Global Warming Worsens Food, Hunger Problems

Global warming makes feeding the world harder and more expensive, a United Nations scientific panel said. A warmer world will push food prices higher, trigger "hotspots of hunger" among the world's poorest people, and put the crunch on Western delights like fine wine and robust coffee.

YOKOHAMA, Japan (AP) — Global warming makes feeding the world harder and more expensive, a United Nations scientific panel said.

A warmer world will push food prices higher, trigger "hotspots of hunger" among the world's poorest people, and put the crunch on Western delights like fine wine and robust coffee, the Intergovernmental Panel on Climate Change concluded in a 32-volume report issued Monday.

"We're facing the specter of reduced yields in some of the key crops that feed humanity," panel chairman Rajendra Pachauri said in press conference releasing the report.

Even though heat and carbon dioxide are often considered good for plants, the overall effect of various aspects of man-made warming is that it will reduce food production compared to a world without global warming, the report said.

The last time the panel reported on the effects of warming in 2007, it said it was too early to tell whether climate change would increase or decrease food production, and many skeptics talked of a greening world. But in the past several years the scientific literature has been overwhelming in showing that climate change hurts food production, said Chris Field of the Carnegie Institution of Science and lead author of the climate report.

But this doesn't mean in 50 years there will be less food grown. Thanks to the "green revolution" of improved agricultural techniques, crop production is growing about 10 percent per decade and climate change is likely to reduce yields by 1 percent a decade, so crop production will still go up, but not as fast, said David Lobell of Stanford University, one of the authors of the report's chapter on food problems.

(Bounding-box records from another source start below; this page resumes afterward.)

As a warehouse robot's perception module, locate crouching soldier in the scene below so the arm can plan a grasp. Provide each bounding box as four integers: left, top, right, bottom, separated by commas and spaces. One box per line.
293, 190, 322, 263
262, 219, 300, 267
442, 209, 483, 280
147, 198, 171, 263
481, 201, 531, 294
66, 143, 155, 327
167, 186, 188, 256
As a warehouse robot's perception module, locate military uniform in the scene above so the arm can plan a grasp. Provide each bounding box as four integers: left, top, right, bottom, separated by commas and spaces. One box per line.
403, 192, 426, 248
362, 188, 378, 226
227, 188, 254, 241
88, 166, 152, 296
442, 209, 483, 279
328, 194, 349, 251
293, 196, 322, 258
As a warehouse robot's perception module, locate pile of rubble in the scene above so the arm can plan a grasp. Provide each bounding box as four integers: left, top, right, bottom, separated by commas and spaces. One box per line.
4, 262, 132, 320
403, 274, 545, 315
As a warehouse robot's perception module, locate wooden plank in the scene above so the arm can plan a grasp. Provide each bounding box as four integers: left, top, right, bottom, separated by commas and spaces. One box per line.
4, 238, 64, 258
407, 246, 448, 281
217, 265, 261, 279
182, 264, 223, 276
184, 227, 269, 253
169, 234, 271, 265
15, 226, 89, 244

Still, it is as if an anchor is weighing down the improvements to agriculture, Pachauri and Field said. Some places have seen crop yield increases drop from 2 percent a year to 1 percent or even plateau. And places like India, where 800 million people rely on rainfall not irrigation, the green revolution never improved crops much, Pachauri said.

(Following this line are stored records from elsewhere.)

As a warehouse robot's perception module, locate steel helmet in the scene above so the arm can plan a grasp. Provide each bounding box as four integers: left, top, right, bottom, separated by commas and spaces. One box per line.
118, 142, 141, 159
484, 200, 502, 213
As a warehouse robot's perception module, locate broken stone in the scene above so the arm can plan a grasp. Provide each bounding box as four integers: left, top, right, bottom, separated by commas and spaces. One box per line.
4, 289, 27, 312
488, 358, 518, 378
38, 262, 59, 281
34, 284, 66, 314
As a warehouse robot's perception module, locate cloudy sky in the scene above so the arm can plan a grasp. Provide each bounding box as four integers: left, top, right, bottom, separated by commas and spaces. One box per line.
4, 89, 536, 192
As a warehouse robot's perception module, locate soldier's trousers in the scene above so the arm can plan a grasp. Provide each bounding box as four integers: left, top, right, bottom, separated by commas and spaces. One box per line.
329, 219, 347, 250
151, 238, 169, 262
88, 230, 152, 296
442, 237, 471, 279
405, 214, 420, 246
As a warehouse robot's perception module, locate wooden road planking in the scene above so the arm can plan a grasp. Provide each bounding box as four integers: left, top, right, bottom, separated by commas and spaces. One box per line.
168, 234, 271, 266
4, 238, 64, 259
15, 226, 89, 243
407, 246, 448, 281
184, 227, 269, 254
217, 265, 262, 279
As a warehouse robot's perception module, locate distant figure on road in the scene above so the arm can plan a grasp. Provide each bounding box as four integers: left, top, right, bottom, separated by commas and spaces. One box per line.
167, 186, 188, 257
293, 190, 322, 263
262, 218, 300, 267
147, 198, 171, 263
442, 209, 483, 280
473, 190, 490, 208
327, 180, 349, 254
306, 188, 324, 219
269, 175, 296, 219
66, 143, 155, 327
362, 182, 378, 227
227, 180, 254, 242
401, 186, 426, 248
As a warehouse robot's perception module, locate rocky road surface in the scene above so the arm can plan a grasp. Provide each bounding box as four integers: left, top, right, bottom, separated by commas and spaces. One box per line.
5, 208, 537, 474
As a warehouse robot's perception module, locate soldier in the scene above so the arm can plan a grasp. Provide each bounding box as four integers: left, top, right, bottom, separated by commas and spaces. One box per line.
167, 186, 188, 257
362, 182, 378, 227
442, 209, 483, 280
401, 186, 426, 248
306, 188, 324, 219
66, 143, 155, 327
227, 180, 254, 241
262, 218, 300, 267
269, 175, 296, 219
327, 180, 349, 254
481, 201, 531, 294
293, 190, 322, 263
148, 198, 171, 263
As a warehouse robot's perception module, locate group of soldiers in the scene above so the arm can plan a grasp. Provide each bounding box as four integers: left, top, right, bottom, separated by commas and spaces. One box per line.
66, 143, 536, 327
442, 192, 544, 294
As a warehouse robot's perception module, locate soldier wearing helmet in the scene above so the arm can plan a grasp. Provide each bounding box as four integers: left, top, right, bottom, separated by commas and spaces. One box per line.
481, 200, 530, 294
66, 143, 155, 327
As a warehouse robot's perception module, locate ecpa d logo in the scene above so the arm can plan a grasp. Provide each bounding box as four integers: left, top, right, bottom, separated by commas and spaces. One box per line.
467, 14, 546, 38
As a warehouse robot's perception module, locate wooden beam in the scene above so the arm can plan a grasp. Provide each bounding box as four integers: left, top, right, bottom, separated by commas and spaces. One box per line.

Although changes in rainfall hurt, mostly the problem will be too much heat, Lobell said. "No place is immune," he said.

Food prices are likely to go up somewhere in a wide range of 3 percent to 84 percent by 2050 just because of climate change, the report said.

"In a world where a billion people are already going hungry, this makes it harder for more people to feed their families," said Tim Gore of Oxfam International, who wasn't part of this study.

While some crops may do slightly better, staples like wheat and corn will be hurt, the Nobel Prize-winning panel of scientists said. The report specifically mentions warming squeezing out crops in some of the richer coffee-growing areas in Central and South America, apple orchards in eastern Washington and cherry orchards in California.

And where you get your wine may be changing. Both quantity and quality of wine can be hurt in much of Europe, the United States and Australia, but Portugal and British Columbia in Canada may become better places for wine, the report said.

It's not just crops on land. A warmer and more acidic ocean is changing where fish live, making them harder to catch, and making it harder to feed people who rely on fish, Pachauri said.